Why It Works: A quick, oversimplified explanation in layman's terms is exactly what you'd expect to be given to tourists- and that's all the audience needs before we're ready to move on to seeing dinosaurs. Sure, the science is bogus, but it sounds reasonable enough as explained in a spot-on parody of the educational films of yesteryear. Again, credit John Williams for a score perfectly suited to the material.

The idea of a film-within-a-film conveying essential exposition was nothing new in 1993. This is something you can trace back all the way to...

Citizen Kane (1940): News On the March

A slow approach to a gloomy old mansion where an old man lays dying. He holds a snow globe, which rolls out of his hand as he utters his last word, "Rosebud."

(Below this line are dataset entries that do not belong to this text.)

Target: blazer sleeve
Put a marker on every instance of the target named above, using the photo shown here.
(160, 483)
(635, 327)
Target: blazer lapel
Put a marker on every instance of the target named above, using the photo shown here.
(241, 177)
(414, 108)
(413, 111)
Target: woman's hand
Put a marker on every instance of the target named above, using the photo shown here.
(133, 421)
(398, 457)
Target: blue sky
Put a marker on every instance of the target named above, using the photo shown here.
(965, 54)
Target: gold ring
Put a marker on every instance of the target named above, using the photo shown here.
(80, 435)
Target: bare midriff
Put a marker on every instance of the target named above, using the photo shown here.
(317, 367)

These moments are followed by ten minutes of fake newsreel footage, the "News on the March," summarizing the life of Charles Foster Kane.

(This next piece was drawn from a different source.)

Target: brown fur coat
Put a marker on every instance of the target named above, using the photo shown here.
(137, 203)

We then are in a screening room with a bunch of reporters who were just watching the same film we were. They are challenged to find the meaning of "Rosebud," which they will attempt to do by interviewing various people who knew the Hearst-esque newspaper magnate.

God bless you, Gregg Toland.

Why It Works: As with Jurassic Park's Mr. DNA film, it helps that Welles absolutely nails the cheesy tone of 1940's March of Time newsreels (the radio counterpart of which had actually been narrated by Welles for a time). He even went to the trouble of dragging the film stock in the dirt in order to give the footage a suitable scratched appearance.

The film turns out to be just one of several competing versions of Kane's life, the others being told by his former friends and associates. All of them are somewhat unreliable narrators, and the blandness of the newsreel is a good place to start before moving to the biases of Kane's contacts. Welles and Mankiewicz's innovative script skips around through the events of Kane's life, and so having a grounding in the basic story is great way to start.

Enough has been written on Citizen Kane to fill several small libraries, so I won't say too much more, except to note that the film-within-a-film-as-exposition technique pioneered here has been copied too often to list. This is the grand-daddy of all cinematic infodumps, and perhaps greatest of them all.